7. The cabinet assembly as claimed in any one of claims 1 to 6, wherein a maximum dimension of the first locking member in a width direction of the partition beam is less than or equal to a maximum dimension of the partition beam.

8. The cabinet assembly as claimed in any one of claims 1 to 6, wherein the bottom plate has a second through hole, the cylinder includes a main body portion and a second protrusion at one end of the main body portion, the main body portion is located at one side of the bottom plate, a portion of the second protrusion passes through the second through hole and is located at the other side of the bottom plate, the second protrusion is provided with a second external screw thread, and the second locking member is provided with a second screw hole matched with the second external screw thread.

9. The cabinet assembly as claimed in any one of claims 1-6, wherein an end of the cylinder adjacent to the second locking member is provided with a third screw hole, and the second locking member is provided with a third external screw thread matched with the third screw hole.

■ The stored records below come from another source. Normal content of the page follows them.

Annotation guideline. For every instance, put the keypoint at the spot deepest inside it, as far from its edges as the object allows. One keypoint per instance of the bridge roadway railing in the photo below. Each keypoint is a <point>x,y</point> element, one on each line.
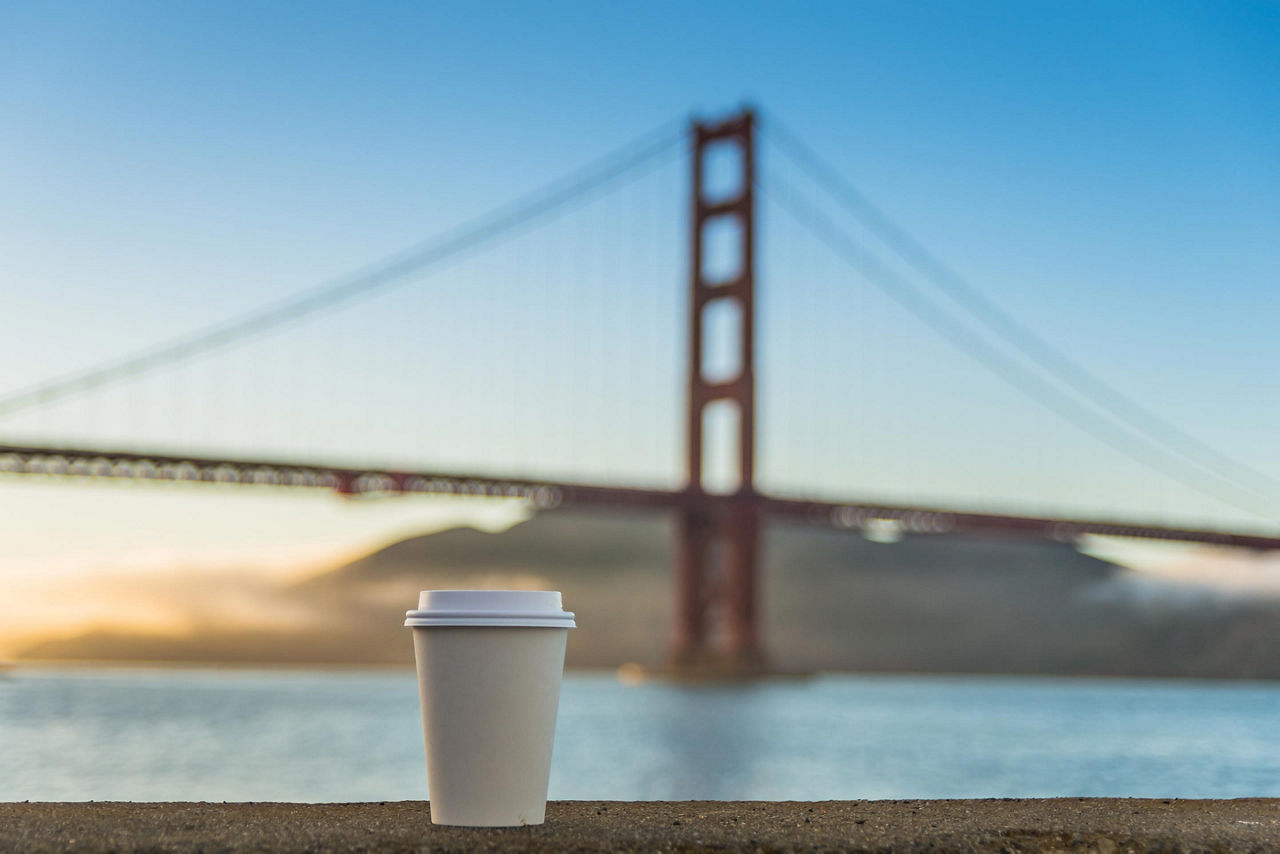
<point>547,494</point>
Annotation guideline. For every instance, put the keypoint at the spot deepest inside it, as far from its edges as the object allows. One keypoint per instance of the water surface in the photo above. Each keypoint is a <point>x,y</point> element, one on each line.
<point>337,736</point>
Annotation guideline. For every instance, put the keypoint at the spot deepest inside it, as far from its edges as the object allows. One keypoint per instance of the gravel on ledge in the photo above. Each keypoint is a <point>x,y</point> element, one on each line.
<point>1055,825</point>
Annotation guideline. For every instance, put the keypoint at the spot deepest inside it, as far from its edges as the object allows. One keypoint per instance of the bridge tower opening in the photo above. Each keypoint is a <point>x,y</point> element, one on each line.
<point>718,528</point>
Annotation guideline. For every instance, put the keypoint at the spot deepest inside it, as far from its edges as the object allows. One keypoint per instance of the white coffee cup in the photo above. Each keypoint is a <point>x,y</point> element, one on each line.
<point>489,668</point>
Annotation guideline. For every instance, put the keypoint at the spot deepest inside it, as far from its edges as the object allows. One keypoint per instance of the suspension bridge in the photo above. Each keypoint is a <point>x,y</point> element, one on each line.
<point>592,362</point>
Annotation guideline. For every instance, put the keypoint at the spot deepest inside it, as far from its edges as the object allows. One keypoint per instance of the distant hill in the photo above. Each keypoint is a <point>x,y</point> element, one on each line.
<point>832,601</point>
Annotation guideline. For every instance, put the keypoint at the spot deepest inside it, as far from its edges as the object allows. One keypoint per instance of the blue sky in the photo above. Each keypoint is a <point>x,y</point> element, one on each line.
<point>1105,172</point>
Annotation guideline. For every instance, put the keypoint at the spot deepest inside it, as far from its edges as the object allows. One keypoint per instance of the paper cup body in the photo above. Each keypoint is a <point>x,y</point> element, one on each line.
<point>489,695</point>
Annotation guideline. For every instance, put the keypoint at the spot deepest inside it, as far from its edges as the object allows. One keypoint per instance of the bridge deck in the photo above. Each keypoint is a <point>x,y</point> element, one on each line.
<point>545,494</point>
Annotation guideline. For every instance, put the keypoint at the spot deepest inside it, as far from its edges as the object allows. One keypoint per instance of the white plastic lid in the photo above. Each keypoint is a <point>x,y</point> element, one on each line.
<point>536,608</point>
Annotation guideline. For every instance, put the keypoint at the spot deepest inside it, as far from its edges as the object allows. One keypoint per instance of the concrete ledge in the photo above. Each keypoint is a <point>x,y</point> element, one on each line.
<point>1059,825</point>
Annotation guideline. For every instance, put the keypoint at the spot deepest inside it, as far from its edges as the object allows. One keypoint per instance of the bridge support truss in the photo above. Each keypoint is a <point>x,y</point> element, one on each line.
<point>718,533</point>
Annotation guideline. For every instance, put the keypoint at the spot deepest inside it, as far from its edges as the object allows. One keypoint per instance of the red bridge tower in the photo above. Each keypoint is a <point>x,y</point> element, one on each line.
<point>718,533</point>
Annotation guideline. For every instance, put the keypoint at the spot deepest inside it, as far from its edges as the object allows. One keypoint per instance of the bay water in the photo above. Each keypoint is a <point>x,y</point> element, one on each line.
<point>118,734</point>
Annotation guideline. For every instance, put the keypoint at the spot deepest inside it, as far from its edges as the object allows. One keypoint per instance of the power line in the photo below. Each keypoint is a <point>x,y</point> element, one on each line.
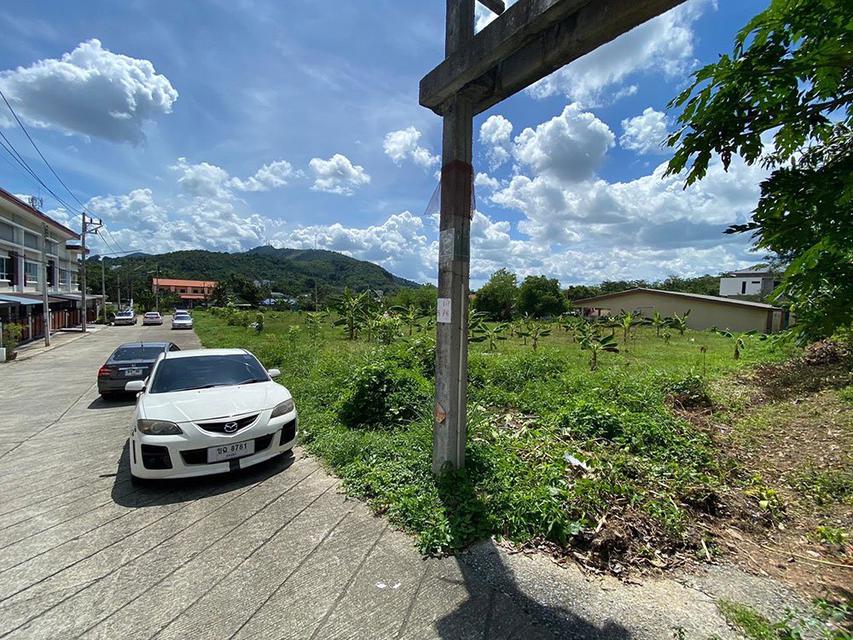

10. A cabinet assembly according to any one of claims 1 to 6, wherein a plurality of dividing beams are provided in the receiving space, at least one dividing beam being provided with the mounting assembly.

11. The cabinet assembly as claimed in claim 10, wherein a plurality of the mounting assemblies are provided at intervals on the partition beam in a length direction of the partition beam.

12. The cabinet assembly of claim 11, wherein a side of the dividing beam adjacent to the cover is provided with a relief area.

13. A battery, comprising: a tank assembly as claimed in any one of claims 1 to 12.

14. An electrical device comprising the battery of claim 13 for providing electrical energy.